Texte : Mathieu Rosan
La première phase du déconfinement a commencé. Certains s’en réjouissent, d’autres appréhendent. Ce retour à la vie (presque) normale peut s’annoncer psychologiquement difficile. Certains sortiront éprouvés, mentalement et physiquement, de cette longue période. Les autorités publiques devront impérativement les accompagner. Il en va de la reprise d’une vie sociétale dans de bonnes conditions et de la résilience de notre tissu économique.
Alors que le Premier ministre Xavier Bettel a confirmé ce lundi la fin du confinement strict, le Grand-Duché va désormais entrer dans une nouvelle étape du déconfinement avec la mise en place de l’allégement des mesures prises en mars. Dès lundi prochain, les résidents pourront ainsi recevoir de la visite, « jusqu’à six invités en même temps, en plus des personnes qui vivent déjà sous un même toit ». De même, les rassemblements à l’extérieur « seront autorisés jusqu’à vingt personnes ». Doucement, la vie va donc reprendre ses droits et la population pourra retrouver une vie sociale « normale » dans les semaines à venir. Si l’on peut s’en réjouir, ce retour à la normal sera compliqué pour certains après avoir vécu dans une bulle les dernières semaines.
« Isolement social accru, solitude, inquiétudes sur sa santé, stress et plongeon économique : les conditions sont réunies pour nuire au bien-être et à la santé mentale », selon Rory O’Connor de l’université de Glasgow au sujet des conséquences du confinement sur notre mental ajoutant que « le problème est trop important pour être ignoré, en termes humains comme d’impact social plus large ». De fait, les praticiens commencent déjà à voir une incidence sur des patients déjà suivis ou nouveaux.

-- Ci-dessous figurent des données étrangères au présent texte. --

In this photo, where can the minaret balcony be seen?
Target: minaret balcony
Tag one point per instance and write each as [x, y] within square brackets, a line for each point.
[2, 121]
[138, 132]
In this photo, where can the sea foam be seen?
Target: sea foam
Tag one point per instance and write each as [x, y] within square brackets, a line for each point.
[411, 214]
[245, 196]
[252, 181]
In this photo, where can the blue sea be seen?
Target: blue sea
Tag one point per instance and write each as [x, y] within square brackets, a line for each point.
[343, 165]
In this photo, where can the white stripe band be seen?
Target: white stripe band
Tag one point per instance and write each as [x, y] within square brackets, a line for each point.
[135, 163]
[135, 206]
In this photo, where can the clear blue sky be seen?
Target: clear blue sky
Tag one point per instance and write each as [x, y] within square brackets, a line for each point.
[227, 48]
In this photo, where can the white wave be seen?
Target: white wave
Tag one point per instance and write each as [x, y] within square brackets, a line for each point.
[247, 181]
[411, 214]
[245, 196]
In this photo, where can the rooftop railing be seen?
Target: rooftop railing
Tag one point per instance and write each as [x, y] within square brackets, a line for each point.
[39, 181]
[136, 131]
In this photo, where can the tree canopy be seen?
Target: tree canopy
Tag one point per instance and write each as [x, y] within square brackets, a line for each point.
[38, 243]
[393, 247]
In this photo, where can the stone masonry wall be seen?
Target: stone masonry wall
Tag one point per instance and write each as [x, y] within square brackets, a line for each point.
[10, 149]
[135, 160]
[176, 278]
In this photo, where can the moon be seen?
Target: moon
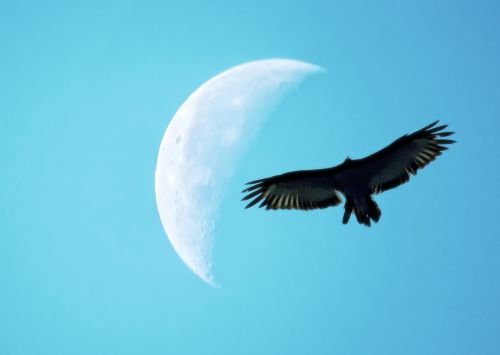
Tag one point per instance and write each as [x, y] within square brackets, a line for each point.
[202, 143]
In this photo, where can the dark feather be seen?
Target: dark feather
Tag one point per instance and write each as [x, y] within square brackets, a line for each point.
[357, 179]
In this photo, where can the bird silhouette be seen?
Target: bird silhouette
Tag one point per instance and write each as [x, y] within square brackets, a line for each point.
[356, 179]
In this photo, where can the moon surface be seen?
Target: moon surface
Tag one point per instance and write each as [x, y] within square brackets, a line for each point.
[202, 143]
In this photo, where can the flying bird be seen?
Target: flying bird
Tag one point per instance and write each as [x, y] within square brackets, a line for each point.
[356, 179]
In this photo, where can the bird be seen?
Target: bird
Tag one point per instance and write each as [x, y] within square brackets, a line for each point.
[356, 179]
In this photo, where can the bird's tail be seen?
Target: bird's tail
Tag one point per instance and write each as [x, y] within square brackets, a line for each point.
[364, 209]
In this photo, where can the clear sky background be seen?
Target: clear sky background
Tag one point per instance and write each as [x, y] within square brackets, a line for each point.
[86, 92]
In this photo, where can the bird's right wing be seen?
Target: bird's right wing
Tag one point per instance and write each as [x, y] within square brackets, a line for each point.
[303, 190]
[393, 165]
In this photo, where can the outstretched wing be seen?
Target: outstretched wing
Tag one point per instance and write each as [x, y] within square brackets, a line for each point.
[393, 165]
[303, 190]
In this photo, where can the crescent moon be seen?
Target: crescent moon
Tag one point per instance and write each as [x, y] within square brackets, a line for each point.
[200, 147]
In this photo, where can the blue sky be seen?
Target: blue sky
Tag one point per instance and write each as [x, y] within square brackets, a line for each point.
[87, 90]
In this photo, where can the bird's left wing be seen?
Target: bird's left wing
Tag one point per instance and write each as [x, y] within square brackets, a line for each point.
[393, 165]
[303, 190]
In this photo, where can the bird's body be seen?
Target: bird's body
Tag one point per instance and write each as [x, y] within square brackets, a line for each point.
[356, 179]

Selon le professeur Antoine Pelissolo, chef du service de psychiatrie au CHU Henri-Mondor en région parisienne, « nous aurons d’autres complications liées aux conséquences psycho-sociales de la crise qui va suivre à surmonter dans les semaines à venir, créant forcément de la détresse”.
Vers une démocratisation des crises d’angoisse ?

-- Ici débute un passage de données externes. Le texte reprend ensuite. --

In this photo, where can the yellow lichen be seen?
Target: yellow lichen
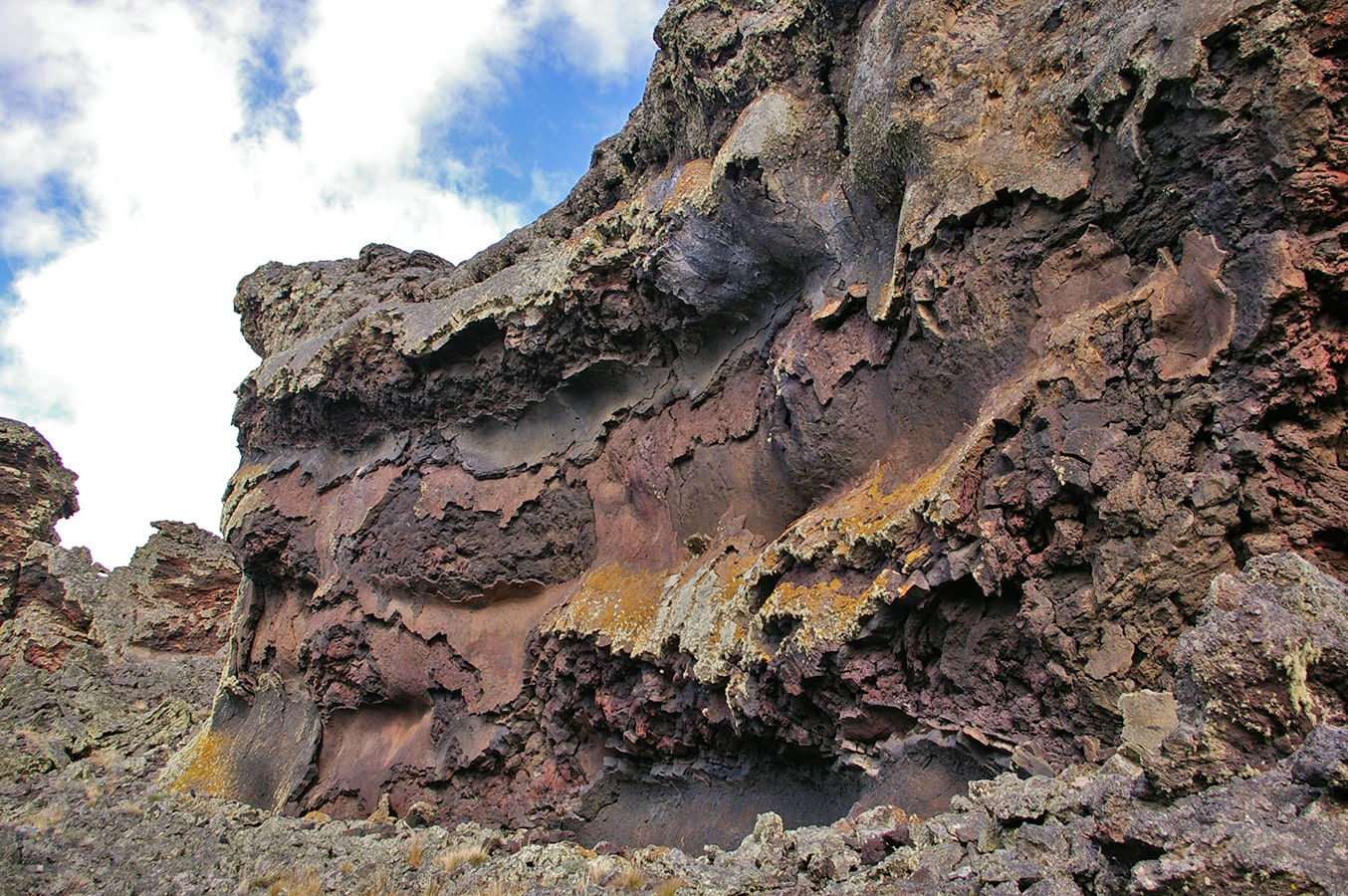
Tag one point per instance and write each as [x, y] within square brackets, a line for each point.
[617, 601]
[1297, 664]
[205, 770]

Les séquelles pourront être psychologiques, mais aussi physiques, pour les personnes qui ont préféré ne pas se rendre chez leur médecin ou à l’hôpital pour d’autres pathologies. Il faudra alors de se préoccuper des conséquences néfastes du confinement sur la santé des populations alors que les médecins s’inquiètent également de la résurgence des crises d’angoisse parmi une population déstabilisée par une épidémie dont elle ne voit pas l’issue. Le confinement a quelque chose de rassurant, de protecteur, il nous place dans une bulle protectrice, telle une chambre d’isolement pour malades immunodéprimés, le mal est dehors, il est chez les autres. La réalité est pourtant toute relative.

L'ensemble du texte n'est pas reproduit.